As shown in Fig. 1A, we found according to the pathological stages of iMN, the 1-year, 3-year and 5- year patient survivals as follow: 97.5%, 91.6%, and 91.6% for stage 1–2; 95.6%, 92.6 and 88.5% for stage 3–4. Five-year after the diagnosis of iMN, patients of stage 3–4 appeared to have worse survivals, but no statistical significant difference was found with those of stage 1–2 (p = 0.818). No statistical significant difference was found in patient survivals across the stages of iMN. The predictive powers of C3, IgG, neutral-to-lymphocyte ratio (NLR), and platelet-to-lymphocyte ratio (PLR) were weak (AUC = 0.568, 0.648, 0.684, and 0.673, respectively) (Fig. 2).

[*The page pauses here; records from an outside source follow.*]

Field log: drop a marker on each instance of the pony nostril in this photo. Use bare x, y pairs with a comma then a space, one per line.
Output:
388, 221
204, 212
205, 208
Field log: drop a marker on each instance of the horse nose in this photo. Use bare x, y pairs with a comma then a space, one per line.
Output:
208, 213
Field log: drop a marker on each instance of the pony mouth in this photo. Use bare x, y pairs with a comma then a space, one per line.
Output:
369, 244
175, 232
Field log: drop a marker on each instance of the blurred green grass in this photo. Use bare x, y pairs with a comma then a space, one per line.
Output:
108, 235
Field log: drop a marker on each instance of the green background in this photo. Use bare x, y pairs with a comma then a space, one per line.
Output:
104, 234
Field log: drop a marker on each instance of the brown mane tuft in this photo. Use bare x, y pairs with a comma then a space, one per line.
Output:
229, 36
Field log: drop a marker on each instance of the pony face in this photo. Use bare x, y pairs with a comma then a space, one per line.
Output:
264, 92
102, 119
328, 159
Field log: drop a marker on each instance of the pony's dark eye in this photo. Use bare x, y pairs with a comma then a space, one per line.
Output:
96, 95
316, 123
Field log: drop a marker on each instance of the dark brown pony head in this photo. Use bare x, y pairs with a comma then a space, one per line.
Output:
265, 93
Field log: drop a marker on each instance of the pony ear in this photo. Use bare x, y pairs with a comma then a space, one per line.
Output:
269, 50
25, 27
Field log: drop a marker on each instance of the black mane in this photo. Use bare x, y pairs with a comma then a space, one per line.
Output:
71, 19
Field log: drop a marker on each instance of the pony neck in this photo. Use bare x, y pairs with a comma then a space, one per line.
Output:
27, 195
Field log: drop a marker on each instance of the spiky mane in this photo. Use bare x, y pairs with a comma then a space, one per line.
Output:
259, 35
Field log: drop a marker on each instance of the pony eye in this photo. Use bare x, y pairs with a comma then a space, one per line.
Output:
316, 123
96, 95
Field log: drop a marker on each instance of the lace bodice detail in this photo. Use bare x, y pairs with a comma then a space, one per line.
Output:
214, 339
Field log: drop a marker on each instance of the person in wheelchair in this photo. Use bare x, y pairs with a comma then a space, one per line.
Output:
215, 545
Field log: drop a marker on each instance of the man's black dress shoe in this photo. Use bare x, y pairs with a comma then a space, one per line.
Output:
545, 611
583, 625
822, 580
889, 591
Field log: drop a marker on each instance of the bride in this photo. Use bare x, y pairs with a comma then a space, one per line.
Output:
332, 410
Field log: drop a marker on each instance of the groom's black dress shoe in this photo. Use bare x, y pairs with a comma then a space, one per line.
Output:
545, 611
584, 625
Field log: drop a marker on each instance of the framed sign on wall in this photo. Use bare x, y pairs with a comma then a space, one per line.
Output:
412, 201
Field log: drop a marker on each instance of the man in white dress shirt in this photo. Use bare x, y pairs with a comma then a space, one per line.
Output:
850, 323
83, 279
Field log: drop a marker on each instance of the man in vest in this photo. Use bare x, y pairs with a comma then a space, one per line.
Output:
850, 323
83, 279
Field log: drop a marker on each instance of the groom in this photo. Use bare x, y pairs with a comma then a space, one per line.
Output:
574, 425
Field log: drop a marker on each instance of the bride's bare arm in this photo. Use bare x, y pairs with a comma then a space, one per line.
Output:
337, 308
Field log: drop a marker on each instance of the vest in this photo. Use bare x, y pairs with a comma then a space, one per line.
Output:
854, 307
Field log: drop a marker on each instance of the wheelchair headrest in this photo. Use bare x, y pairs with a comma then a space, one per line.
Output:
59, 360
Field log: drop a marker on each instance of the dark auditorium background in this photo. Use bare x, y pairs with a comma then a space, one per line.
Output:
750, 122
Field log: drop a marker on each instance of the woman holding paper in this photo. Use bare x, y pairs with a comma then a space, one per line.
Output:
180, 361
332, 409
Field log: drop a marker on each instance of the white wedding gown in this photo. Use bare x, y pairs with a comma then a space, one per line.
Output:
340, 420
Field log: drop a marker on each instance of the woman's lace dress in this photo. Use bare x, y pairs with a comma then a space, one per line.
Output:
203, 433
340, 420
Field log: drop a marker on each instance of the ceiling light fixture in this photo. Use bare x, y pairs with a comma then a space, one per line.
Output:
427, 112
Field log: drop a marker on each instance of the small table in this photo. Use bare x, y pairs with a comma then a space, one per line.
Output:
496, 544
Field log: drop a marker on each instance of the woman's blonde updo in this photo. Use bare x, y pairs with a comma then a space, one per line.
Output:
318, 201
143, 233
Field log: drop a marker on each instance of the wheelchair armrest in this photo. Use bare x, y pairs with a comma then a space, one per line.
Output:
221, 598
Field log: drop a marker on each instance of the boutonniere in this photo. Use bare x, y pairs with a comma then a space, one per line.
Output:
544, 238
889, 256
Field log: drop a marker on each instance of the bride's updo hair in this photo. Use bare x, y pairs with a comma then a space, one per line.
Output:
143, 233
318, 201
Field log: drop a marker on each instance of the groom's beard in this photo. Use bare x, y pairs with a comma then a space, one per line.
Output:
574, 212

The C3 ≤ 114 mg/dl also predicted poor patient outcomes (p < 0.001) (Fig. 1B) with good predictive power (AUC = 0.736, sensitivity = 100%, and specificity = 50%) (Fig. 1C). IgG, NLR, and PLR did not predict patient outcomes (Fig. 1D to F).
Table 2 shows the results of univariate analysis: risk factors for poor renal outcomes were old ages (HR = 1.04, p = 0.002), high BUN (HR = 1.03, p < 0.001), poor baseline renal function (HR = 1.30 and p < 0.001 for higher serum creatinine; HR = 0.97 and p < 0.001 for higher eGFR; HR = 1.06 and p < 0.001 for urine PCR), C3 ≤ 93.4 mg/dl (HR = 2.15, p = 0.017), NLR > 3.34 (HR = 3.30, p < 0.001) and PLR > 14.48 (HR = 2.54, p = 0.003). The multivariate analysis revealed risk factors for poor renal functions being poor baseline renal function (HR = 0.97, p = 0.011 for higher eGFR), and NLR > 3.34 (HR = 2.25, p = 0.042). Youden index for C3 level was ≤93.4 mg/dl with good diagnostic power (AUC = 0.643) (Fig. 2B) in predicting poor renal outcomes (p = 0.015) (Fig. 2A). In addition, Youden index for NLR level was >3.34 with good diagnostic power (AUC = 0.684) (Fig. 2F) in predicting poor renal outcomes (p < 0.001) (Fig. 2E). Youden index for PLR level was >14.48 with good diagnostic power (AUC = 0.600) (Fig. 2H) in predicting poor renal outcomes (p < 0.002) (Fig. 2G). Whereas, IgG level (Fig. 2C) and pathological stages of iMN (Fig. 2D) showed no differences.
That baseline poor renal function (higher BUN, higher creatinine, higher proteinuria, and lower eGFR) were risk factors for poor long term renal function, is a finding of our study in consistence with other studies3,10, including Toroto Risk Score with 85–90% of the accuracy3. However, we believed more new parameters are needed. Firstly, this score was based on clinical and laboratory variables in Western population of Italy, Finland and Toronto. The application to other races is not clear. Besides, parameters in this model are late markers. This model was developed 20 years ago and the outcome prediction of iMN had not improved since. Thirdly, most clinical skepticism of this model is the lack of long-term studies. Finally, they only collected common parameters for analyzed (background renal function, blood pressure, and ages). Therefore, more and newer biomarkers to predict outcomes of iMN are needed.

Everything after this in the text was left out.